Independent commission: WMD attack by terrorists likely
An independent commission of experts, set up by Congress as part of the recommendations by the 9/11 commission, concludes that terrorists will most likely carry out an attack with biological, nuclear, or other unconventional weapons somewhere in the world in the next five years
This cannot be good news: An independent commission has concluded that terrorists will most likely carry out an attack with biological, nuclear, or other unconventional weapons somewhere in the world in the next five years unless the United States and its allies act urgently to prevent that. The New York Times’s Eric Schmitt reports that in a report to be released this week, the Congressionally mandated panel found that with countries like Iran and North Korea pursuing nuclear weapons programs, and with the risk of poorly secured biological pathogens growing, unconventional threats are fast outpacing the defenses arrayed to confront them. “America’s margin of safety is shrinking, not growing,” the bipartisan panel concluded.

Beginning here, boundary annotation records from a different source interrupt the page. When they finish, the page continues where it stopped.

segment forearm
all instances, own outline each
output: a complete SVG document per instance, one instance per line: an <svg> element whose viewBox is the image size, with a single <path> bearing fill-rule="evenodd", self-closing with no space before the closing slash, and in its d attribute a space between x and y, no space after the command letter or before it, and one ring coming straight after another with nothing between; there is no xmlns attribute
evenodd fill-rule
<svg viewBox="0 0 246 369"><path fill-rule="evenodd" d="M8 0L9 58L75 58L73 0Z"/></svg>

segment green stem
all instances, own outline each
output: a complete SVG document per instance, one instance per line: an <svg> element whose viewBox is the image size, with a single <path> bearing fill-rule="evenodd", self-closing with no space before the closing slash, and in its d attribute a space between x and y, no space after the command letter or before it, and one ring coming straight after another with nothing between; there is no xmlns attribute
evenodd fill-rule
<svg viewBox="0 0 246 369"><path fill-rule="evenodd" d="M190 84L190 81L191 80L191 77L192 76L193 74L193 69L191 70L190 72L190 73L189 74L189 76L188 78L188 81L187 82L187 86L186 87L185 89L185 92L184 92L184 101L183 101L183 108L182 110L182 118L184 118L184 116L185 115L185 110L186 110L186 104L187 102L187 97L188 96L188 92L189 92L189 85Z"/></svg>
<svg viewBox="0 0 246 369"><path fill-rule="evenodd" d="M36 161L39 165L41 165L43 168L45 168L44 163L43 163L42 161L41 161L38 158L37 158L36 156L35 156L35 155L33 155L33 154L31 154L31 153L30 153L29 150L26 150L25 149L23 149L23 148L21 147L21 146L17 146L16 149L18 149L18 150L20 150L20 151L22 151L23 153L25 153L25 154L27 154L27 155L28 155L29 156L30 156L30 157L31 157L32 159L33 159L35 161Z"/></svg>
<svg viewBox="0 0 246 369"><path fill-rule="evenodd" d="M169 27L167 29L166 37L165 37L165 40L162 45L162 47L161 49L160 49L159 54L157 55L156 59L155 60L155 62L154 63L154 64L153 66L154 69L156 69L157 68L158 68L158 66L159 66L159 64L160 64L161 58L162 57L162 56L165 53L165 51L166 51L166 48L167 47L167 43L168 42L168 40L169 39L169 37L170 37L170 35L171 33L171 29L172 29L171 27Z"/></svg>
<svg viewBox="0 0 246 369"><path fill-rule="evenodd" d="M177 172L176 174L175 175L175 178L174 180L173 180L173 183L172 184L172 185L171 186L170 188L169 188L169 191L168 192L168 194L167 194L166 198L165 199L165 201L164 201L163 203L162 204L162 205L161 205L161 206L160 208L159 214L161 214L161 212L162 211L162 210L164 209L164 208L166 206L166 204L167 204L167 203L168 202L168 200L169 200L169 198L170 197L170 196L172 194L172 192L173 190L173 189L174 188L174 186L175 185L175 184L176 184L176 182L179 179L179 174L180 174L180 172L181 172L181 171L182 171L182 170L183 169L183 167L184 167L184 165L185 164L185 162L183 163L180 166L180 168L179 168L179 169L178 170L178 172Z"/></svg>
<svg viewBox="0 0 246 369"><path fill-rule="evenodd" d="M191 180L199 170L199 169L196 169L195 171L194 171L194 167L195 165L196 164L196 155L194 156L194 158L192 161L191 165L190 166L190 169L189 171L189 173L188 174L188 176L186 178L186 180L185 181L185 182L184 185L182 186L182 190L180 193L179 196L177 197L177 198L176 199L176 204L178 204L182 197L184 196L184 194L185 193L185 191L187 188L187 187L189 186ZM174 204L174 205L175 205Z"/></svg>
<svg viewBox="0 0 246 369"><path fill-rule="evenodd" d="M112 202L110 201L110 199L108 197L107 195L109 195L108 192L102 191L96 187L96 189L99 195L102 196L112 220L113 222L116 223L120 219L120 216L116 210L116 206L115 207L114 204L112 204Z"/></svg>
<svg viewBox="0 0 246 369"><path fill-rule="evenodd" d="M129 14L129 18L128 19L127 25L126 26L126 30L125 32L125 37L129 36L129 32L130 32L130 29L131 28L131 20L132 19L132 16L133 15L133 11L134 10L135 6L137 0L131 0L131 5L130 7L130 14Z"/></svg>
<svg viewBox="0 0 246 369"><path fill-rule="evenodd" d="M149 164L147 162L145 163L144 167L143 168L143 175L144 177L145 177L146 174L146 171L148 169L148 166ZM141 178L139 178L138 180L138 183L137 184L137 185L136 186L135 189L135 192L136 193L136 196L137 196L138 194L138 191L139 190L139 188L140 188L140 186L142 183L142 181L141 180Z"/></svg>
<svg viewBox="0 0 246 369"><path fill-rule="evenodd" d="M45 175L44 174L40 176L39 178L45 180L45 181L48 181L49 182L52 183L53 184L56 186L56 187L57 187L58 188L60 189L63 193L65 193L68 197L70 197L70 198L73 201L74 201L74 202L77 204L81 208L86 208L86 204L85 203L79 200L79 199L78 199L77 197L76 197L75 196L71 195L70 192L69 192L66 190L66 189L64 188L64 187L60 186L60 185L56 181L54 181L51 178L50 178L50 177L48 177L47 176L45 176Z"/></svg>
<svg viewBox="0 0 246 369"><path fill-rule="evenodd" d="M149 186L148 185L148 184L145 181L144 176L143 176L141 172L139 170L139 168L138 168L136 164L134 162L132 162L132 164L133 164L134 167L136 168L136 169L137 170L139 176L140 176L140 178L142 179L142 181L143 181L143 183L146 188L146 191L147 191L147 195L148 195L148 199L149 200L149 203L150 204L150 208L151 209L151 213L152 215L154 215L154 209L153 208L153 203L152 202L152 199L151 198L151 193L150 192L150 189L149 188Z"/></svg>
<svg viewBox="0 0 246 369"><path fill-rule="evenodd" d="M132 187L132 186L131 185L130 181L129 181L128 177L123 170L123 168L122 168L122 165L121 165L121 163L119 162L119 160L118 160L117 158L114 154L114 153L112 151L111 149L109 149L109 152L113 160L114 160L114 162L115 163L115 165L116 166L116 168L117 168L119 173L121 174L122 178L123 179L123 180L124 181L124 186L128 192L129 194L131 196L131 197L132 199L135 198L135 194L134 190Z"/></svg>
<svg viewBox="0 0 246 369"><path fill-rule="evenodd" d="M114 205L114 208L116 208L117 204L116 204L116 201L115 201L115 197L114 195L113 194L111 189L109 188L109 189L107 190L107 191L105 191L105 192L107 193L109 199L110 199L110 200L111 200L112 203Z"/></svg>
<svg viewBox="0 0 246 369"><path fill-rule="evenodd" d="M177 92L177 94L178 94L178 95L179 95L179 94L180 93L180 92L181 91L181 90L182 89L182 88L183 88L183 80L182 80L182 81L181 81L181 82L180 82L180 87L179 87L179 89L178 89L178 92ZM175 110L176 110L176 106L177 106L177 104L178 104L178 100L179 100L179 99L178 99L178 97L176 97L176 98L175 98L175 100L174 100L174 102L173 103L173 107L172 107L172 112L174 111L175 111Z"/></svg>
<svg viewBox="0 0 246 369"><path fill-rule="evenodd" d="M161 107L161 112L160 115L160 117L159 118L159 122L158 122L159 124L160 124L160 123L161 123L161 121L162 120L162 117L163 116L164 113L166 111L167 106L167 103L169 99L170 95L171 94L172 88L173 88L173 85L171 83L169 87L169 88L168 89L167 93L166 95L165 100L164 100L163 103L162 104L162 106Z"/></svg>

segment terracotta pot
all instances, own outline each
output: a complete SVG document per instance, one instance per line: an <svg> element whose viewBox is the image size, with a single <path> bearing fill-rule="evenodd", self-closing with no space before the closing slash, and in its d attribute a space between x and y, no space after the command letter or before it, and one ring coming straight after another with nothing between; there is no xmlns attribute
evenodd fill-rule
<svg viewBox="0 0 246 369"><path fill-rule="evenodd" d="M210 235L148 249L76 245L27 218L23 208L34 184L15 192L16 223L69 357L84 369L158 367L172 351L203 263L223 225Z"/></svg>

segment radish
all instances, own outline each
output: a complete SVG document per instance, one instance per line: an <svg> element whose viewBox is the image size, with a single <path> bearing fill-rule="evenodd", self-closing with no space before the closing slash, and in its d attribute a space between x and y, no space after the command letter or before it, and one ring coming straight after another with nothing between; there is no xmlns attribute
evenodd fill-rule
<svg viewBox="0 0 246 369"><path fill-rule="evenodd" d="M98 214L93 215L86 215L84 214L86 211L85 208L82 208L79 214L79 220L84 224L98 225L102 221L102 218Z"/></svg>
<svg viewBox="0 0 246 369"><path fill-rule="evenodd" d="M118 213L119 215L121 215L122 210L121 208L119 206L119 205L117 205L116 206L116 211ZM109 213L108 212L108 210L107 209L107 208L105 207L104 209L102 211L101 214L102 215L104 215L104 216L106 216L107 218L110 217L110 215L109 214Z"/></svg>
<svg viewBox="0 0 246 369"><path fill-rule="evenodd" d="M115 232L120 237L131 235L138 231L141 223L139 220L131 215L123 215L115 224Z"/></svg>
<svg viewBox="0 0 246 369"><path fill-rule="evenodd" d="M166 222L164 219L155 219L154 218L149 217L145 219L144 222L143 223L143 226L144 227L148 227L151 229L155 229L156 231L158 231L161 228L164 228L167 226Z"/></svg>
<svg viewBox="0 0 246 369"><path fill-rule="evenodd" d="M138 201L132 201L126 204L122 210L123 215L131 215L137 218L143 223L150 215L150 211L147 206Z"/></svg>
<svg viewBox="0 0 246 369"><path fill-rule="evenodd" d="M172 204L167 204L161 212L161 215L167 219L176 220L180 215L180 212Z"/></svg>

The report was prepared before last week’s terrorist attacks in Mumbai — attacks American officials say were most likely carried out by Pakistani militant groups based in Kashmir — but it, too, singled out Pakistan as a top security priority for the coming Obama administration. “Were one to map terrorism and weapons of mass destruction today, all roads would intersect in Pakistan,” the report states, citing the country’s terrorist haven along the border with Afghanistan and its tense relations with nuclear rival India. “Pakistan is an ally, but there is a grave danger it could also be an unwitting source of a terrorist attack on the United States — possibly with weapons of mass destruction,” the report said.
The report is the result of a six-month study by the Commission on the Prevention of Weapons of Mass Destruction Proliferation and Terrorism, which Congress created last spring in keeping with one of the recommendations of the 9/11 Commission.